This repository is the result of my curiosity to find out whether ShelfNet is an efficient CNN architecture for computer vision tasks other than semantic segmentation, and more specifically for the human pose estimation task. The answer is a clear yes, with 74.6 mAP and 127 FPS on the MS COCO Keypoints data set which represents a 3.5x boost in FPS compared to HRNet for a similar accuracy.
This repository includes:
-
Source code of ShelfNet modified from the authors' repository
-
Code to prepare the MS COCO keypoints dataset
-
Training and evaluation code for MS COCO keypoints modified from the HRNet authors' repository
-
Pre-trained weights for ShelfNet50
If you use it in your projects, please consider citing this repository (bibtex below).
The ShelfNet architecture was introduced by J. Zhuang, J. Yang, L. Gu and N. Dvornek through a paper available on arXiv. The paper evaluates the network only on the semantic segmentation task. The authors' contribution is to have created a fast architecture with a performance similar to the state of the art (PSPNet & EncNet at the time of publishing this repository) on PASCAL VOC and better performance on Cityscapes. Therefore, ShelfNet is presently one of the most suitable architectures for real-world applications with resource constraints.
As depicted above, ShelfNet uses a ResNet backbone combined with 2 encoder/decoder branches. The first encoder (in green?) reduces channel complexity by a factor 4 for faster inference speed. The S-block is a residual block with shared-weights to significantly reduce the number of parameters.
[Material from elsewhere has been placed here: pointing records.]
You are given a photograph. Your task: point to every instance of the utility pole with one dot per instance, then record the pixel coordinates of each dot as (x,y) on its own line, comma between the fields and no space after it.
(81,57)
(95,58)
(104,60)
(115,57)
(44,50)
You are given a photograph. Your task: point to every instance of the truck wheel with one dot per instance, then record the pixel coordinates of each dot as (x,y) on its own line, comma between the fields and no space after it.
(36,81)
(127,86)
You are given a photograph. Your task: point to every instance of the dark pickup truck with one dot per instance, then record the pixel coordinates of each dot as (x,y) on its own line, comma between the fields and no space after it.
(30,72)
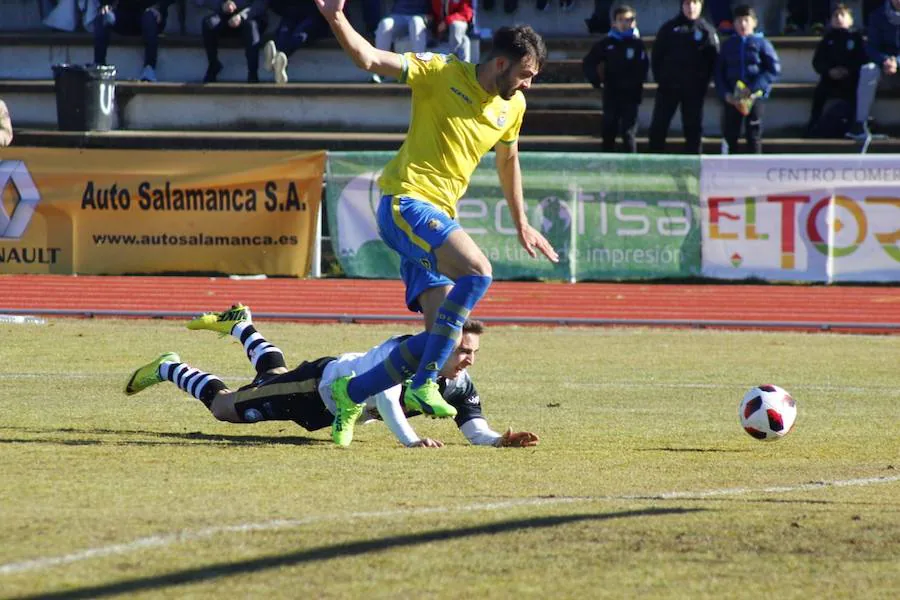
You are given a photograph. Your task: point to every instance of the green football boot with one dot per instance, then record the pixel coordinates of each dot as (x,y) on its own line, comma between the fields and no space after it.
(346,414)
(427,400)
(149,375)
(223,322)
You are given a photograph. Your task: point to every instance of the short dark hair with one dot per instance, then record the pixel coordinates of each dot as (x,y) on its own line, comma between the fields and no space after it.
(473,326)
(744,10)
(519,41)
(840,7)
(622,9)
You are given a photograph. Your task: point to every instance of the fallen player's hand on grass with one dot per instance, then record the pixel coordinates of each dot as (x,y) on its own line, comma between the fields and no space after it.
(518,439)
(427,443)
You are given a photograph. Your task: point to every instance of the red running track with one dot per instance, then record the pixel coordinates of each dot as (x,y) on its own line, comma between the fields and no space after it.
(839,308)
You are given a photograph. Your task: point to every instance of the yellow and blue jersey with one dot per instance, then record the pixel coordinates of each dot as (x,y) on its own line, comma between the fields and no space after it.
(454,123)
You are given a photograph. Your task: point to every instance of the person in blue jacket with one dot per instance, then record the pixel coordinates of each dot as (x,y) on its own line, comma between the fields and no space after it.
(618,65)
(883,48)
(745,71)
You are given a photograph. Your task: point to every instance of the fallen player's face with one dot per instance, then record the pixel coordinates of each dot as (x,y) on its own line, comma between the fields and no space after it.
(516,76)
(463,356)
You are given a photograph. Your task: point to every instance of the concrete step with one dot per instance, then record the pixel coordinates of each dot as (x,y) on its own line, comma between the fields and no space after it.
(182,59)
(331,140)
(366,107)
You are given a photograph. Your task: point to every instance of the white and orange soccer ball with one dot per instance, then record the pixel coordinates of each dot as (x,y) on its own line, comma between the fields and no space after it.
(767,412)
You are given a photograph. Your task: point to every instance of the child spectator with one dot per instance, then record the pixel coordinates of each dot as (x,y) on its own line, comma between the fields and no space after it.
(232,18)
(883,48)
(618,65)
(451,20)
(683,57)
(146,18)
(746,69)
(838,58)
(301,24)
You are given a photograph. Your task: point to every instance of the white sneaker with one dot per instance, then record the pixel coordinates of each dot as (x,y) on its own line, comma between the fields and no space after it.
(280,66)
(269,51)
(148,73)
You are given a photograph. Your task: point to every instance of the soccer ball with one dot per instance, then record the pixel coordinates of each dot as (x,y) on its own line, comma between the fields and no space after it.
(767,412)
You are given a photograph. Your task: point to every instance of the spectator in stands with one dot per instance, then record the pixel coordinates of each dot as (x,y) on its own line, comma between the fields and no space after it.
(683,57)
(146,18)
(720,13)
(618,64)
(883,48)
(747,67)
(838,58)
(803,13)
(407,17)
(5,126)
(232,18)
(301,24)
(451,21)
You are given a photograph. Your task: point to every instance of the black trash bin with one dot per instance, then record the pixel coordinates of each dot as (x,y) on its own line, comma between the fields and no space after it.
(85,97)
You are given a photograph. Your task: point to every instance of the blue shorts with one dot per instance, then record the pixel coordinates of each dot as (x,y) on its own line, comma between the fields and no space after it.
(413,229)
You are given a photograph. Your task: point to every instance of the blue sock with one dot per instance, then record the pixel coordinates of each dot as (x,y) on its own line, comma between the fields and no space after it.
(399,366)
(447,328)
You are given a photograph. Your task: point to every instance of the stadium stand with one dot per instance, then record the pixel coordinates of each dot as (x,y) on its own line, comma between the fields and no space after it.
(321,107)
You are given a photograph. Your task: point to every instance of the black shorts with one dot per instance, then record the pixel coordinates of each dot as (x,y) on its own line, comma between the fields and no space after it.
(292,396)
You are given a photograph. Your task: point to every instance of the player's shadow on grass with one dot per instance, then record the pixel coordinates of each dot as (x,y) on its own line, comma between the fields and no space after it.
(348,549)
(92,437)
(673,449)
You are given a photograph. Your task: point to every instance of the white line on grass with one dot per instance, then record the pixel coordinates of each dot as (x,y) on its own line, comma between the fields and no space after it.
(881,389)
(157,541)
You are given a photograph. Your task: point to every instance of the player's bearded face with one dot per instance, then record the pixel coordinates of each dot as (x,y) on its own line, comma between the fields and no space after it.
(515,76)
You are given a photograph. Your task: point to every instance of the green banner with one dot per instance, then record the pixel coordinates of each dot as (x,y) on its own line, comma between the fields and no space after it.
(609,216)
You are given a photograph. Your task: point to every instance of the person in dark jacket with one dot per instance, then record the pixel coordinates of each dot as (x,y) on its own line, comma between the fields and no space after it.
(244,18)
(838,58)
(618,65)
(883,49)
(747,67)
(682,60)
(146,18)
(301,24)
(803,14)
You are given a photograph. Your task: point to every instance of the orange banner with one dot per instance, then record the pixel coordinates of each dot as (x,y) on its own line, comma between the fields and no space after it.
(109,212)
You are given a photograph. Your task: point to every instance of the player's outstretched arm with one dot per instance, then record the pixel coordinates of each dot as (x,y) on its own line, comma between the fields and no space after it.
(511,181)
(364,55)
(518,439)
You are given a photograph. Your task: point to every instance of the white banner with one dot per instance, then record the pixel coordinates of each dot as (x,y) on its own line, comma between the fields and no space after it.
(801,218)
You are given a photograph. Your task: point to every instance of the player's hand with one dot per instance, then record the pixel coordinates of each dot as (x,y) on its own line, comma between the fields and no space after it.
(530,239)
(427,443)
(329,8)
(518,439)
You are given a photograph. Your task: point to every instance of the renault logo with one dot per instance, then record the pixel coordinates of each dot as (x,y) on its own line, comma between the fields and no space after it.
(16,173)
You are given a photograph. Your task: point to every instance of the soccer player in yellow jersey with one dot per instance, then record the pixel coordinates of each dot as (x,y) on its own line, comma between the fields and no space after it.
(460,111)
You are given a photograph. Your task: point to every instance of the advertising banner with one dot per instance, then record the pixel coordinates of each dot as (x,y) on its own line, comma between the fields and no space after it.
(801,218)
(608,216)
(138,211)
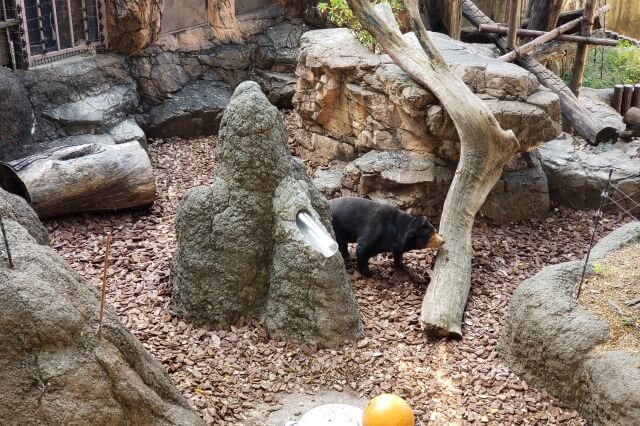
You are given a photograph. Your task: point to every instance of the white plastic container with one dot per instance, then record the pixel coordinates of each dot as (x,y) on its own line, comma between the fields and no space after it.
(316,234)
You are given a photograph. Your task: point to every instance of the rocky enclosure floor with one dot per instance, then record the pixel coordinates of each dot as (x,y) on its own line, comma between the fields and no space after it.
(227,374)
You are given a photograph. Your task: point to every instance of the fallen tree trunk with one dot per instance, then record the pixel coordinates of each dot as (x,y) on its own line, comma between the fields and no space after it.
(547,36)
(577,74)
(442,16)
(485,149)
(496,29)
(82,178)
(580,118)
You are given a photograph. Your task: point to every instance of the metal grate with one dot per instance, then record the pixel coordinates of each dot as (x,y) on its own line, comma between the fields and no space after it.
(53,29)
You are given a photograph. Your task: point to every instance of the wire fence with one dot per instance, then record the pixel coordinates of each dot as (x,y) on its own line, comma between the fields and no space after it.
(612,196)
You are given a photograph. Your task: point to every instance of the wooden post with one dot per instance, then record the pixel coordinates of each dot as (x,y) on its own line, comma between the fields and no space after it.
(543,14)
(627,94)
(514,24)
(635,99)
(6,243)
(583,49)
(442,16)
(496,29)
(618,90)
(104,285)
(527,47)
(82,178)
(593,130)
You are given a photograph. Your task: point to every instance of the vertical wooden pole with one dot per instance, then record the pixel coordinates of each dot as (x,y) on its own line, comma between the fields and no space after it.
(514,24)
(443,16)
(583,48)
(627,94)
(618,89)
(104,284)
(635,99)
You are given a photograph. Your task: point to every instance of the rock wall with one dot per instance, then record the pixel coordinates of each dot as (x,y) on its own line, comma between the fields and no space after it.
(240,252)
(551,341)
(53,367)
(359,107)
(132,25)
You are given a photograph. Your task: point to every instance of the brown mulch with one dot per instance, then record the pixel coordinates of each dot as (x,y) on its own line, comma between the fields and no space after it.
(613,293)
(225,374)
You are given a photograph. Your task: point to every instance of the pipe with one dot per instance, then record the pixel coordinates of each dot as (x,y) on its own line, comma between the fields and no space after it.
(316,234)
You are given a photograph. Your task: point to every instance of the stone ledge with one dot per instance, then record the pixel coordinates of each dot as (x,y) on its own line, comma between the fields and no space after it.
(550,341)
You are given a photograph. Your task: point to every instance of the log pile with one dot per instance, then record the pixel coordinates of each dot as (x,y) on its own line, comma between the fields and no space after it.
(82,178)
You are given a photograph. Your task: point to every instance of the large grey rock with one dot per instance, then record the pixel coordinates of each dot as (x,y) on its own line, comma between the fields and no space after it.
(196,110)
(80,95)
(239,250)
(94,113)
(16,115)
(355,97)
(522,193)
(17,209)
(578,173)
(551,341)
(53,367)
(279,87)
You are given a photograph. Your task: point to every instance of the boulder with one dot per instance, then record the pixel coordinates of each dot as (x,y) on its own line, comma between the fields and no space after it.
(17,209)
(80,95)
(54,369)
(16,113)
(132,25)
(240,252)
(355,97)
(577,173)
(194,111)
(552,342)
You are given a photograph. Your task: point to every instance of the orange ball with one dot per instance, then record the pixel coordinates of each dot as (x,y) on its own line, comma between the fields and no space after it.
(387,410)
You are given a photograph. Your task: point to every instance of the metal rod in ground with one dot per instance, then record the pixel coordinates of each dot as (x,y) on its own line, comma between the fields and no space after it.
(6,243)
(104,285)
(605,194)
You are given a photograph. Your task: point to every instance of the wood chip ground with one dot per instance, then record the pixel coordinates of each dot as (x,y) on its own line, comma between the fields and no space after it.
(227,373)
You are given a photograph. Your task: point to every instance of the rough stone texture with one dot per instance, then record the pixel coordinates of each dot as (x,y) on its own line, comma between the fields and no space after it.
(521,193)
(132,25)
(348,96)
(16,114)
(54,369)
(17,209)
(359,106)
(551,342)
(194,111)
(577,173)
(80,95)
(418,183)
(239,251)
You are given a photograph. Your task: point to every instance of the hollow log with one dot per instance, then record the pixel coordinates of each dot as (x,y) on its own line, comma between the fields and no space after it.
(485,149)
(82,178)
(548,36)
(442,16)
(496,29)
(581,53)
(627,95)
(580,118)
(222,19)
(514,23)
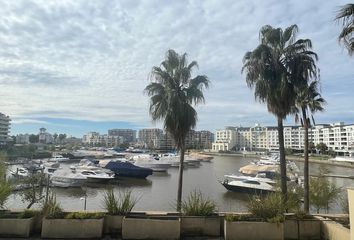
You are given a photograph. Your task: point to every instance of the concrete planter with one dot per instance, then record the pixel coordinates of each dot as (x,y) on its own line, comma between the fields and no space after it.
(14,227)
(253,231)
(135,227)
(72,228)
(200,226)
(309,229)
(332,230)
(113,224)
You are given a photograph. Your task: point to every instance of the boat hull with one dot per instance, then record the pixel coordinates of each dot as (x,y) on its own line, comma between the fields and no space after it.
(247,190)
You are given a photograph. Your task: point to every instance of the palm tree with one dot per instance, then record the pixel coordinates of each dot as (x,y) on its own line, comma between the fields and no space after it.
(173,93)
(308,102)
(273,69)
(346,16)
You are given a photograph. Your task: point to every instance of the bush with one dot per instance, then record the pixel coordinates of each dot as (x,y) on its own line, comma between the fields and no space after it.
(27,213)
(197,205)
(270,208)
(119,205)
(84,215)
(52,209)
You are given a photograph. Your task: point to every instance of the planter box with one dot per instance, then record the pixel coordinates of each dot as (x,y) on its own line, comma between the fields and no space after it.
(309,229)
(200,226)
(253,231)
(333,231)
(72,228)
(15,227)
(113,224)
(134,227)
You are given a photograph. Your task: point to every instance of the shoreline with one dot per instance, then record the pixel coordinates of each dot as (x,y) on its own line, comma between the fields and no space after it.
(294,158)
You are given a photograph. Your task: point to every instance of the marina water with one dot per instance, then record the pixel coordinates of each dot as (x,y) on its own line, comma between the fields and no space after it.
(158,191)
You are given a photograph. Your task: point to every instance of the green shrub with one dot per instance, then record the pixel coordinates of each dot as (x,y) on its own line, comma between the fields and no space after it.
(119,205)
(28,213)
(269,208)
(84,215)
(197,205)
(52,209)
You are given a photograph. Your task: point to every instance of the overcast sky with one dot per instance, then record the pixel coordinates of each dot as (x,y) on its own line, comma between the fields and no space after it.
(78,66)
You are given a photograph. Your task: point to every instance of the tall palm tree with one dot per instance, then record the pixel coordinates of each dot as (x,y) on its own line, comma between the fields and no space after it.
(346,16)
(273,69)
(308,102)
(173,93)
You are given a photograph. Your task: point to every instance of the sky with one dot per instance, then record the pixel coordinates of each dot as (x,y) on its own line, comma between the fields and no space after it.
(82,65)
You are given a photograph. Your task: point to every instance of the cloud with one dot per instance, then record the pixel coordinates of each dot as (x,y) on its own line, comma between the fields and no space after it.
(90,60)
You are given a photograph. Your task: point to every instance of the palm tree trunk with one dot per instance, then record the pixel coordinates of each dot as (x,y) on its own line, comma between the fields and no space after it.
(282,159)
(306,163)
(180,179)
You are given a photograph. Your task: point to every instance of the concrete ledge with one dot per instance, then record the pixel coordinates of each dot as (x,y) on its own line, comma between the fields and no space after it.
(72,228)
(200,226)
(134,227)
(332,230)
(14,227)
(253,231)
(302,229)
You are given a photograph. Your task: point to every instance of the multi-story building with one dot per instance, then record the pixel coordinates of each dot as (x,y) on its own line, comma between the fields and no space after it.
(225,140)
(338,137)
(45,137)
(22,139)
(105,140)
(150,137)
(4,129)
(128,135)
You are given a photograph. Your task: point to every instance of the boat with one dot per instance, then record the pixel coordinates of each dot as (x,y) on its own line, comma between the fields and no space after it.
(20,172)
(50,167)
(149,161)
(348,159)
(58,158)
(97,176)
(201,157)
(248,185)
(67,178)
(123,168)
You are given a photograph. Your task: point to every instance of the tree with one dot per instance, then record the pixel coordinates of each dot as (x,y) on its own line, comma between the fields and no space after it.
(322,147)
(346,36)
(273,69)
(173,93)
(308,101)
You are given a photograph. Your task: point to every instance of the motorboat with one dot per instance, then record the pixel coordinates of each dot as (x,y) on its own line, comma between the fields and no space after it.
(97,175)
(348,159)
(248,185)
(50,167)
(20,172)
(125,169)
(265,176)
(58,158)
(67,178)
(149,161)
The network uses strided convolutions for down-sampling and transpose convolutions for up-sampling. The structure can be seen as an ensemble of FCN where the information flows through many different paths, resulting in increased accuracy.
This section reports test results for ShelfNet50 on the famous MS COCO KeyPoints dataset, and makes a comparison with the state of the art HRNet. All experiments use the same person detector which has AP of 56.4 on COCO val2017 dataset. You can find the download link on the HRNet repository. A single Titan RTX with 24GB RAM was used for the ShelfNet50 experiments. The batch size is 128 for an input size of 256x192 and 72 for 384x288.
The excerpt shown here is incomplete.